Weekend Journal — You’re Doing It Wrong

Weekend Journal — You’re Doing It Wrong

I was hacked this past week.

Not Engineer Blogs, but where I keep a few of my other sites. It’s a virtual private server or VPS. This means I’m in charge. And I’m doing it wrong.

I think this is probably a function of being an engineer, right? I have experienced firsthand how easy it is to learn and apply knowledge over the years. Oftentimes, it takes the following form:

  1. Find the information. Thanks, internet.
  2. Replicate the style of the information you’ve found in your own project. In programming, this starts as “helloworld.c” or similar. In 3D printing, this is printing a simple hexagon block (also used to calibrate). You’ve gotta start somewhere.
  3. Begin to modify. Change the code, add more components to your spice simulation, start adding parts in your 3D modeling software.
  4. Lather, rinse, repeat.

Some people would refer to this not as “learning” but instead “hacking on something”. That might be a fair account of how it ends up being, but I’ve found this is how I learn regardless of whether it’s a classroom exercise, working at my bench (I love app notes!) or even fixing stuff around the house.

So what did I do wrong this time?

Nothing directly.

I just didn’t keep up with the learning as fast as the hackers/crackers/script kiddies (see, I don’t even know the terms) started attacking my site. It turns out that something I implemented had a vulnerability in it, and I didn’t look into it before implementing it. Once the crap hit the fan, I wasn’t able to respond fast enough so I asked my host to pull down the whole server. After that, it just got messier and messier. I couldn’t get the host to respond to me, I couldn’t figure stuff out to keep the server safe, I couldn’t even shut down the server remotely and make it stay down. All in all, I felt pretty terrible and helpless.

What should I have done?

I shouldn’t have been a cheapskate, like I always am.

I should have paid for better hosting, I should have paid to back things up, I shouldn’t have used a free wordpress theme off without thoroughly checking it out and I should have possibly even paid to have someone do all this stuff for me (as we do with  EB, on a shared host).  But I thought I could do it and I tried it.

In the end, I learned I need to pay for what matters. Yet another, “you get what you pay for” type of story. I know I’m not alone here.

Have you seen this in your engineering life? Perhaps you hired a cheap consultant? Or didn’t spell out the terms of a project with them? Or you bought the cheap version of some piece of equipment and it failed on you? Let us know in the comments.

Thanks to brianklug for the picture.

3 comments

Don’t mean to be an ass, but I want to add one more question to challenge you. I know you mean well with your sites, but if you’re going to get better servers for your sites, how the f*** are you going to pay for it without having it eat a big dent in your budget? Something to think about when you shape the marketing model.

Sometimes it’s not being a cheapskate that gets you, its arrogance. After all, we’re engineers! We should be able to design/build/fix anything, right?

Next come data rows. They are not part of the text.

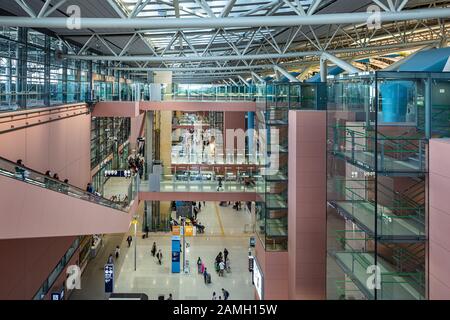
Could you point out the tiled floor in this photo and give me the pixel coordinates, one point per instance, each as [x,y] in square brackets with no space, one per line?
[225,227]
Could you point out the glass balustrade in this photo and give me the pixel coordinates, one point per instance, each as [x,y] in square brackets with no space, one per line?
[14,171]
[378,130]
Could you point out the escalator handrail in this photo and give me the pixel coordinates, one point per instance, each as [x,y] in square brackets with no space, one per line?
[61,187]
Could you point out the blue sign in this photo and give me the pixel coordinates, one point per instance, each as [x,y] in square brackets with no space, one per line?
[176,248]
[109,278]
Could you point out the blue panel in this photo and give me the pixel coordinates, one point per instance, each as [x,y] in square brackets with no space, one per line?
[432,60]
[333,71]
[250,126]
[176,245]
[176,248]
[394,100]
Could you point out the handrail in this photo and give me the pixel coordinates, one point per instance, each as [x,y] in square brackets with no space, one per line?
[14,171]
[46,285]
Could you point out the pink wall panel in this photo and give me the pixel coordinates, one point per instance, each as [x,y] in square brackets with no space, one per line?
[197,196]
[439,220]
[307,205]
[29,263]
[234,121]
[243,106]
[61,146]
[29,211]
[136,125]
[274,267]
[116,109]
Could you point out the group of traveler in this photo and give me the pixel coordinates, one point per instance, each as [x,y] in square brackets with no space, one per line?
[222,263]
[136,164]
[225,294]
[56,185]
[157,253]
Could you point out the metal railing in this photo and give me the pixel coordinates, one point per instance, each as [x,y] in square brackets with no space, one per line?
[14,171]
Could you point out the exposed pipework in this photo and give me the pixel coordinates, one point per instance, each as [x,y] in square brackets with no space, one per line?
[297,54]
[235,22]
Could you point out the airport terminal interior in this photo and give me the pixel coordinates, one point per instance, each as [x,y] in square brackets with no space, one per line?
[224,149]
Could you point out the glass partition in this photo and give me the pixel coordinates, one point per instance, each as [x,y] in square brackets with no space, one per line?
[15,171]
[379,126]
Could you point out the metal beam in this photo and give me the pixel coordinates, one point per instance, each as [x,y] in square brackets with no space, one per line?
[53,8]
[26,8]
[248,57]
[116,8]
[227,9]
[206,8]
[340,63]
[250,67]
[243,80]
[44,8]
[313,8]
[233,82]
[258,77]
[290,77]
[266,21]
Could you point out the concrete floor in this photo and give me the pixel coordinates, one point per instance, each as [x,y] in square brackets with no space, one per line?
[225,228]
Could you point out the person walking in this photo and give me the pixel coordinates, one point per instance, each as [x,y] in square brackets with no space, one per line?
[199,265]
[226,294]
[225,255]
[221,268]
[219,186]
[19,169]
[117,252]
[159,257]
[205,275]
[153,249]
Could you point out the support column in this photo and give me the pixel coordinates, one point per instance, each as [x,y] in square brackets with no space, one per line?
[307,232]
[47,71]
[323,69]
[64,88]
[89,92]
[149,118]
[428,106]
[22,53]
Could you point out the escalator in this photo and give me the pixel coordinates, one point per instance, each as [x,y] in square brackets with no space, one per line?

I had a close call with that version this week. I needed to measure some inductive structures using our probe station and a network analyzer. Once I got into it, I found out I had mismatched probes, so I wouldn’t be able to use any of the standard calibration routines. ‘Damn – now I’ll have to set up my own calibration file. I know there’s an app note for that somewhere….’

Luckily I came to my senses before I got too far, talked to my supervisor, and ordered another probe. I probably just saved myself two weeks of pulling my hair out trying to make sure I had a decent measurement.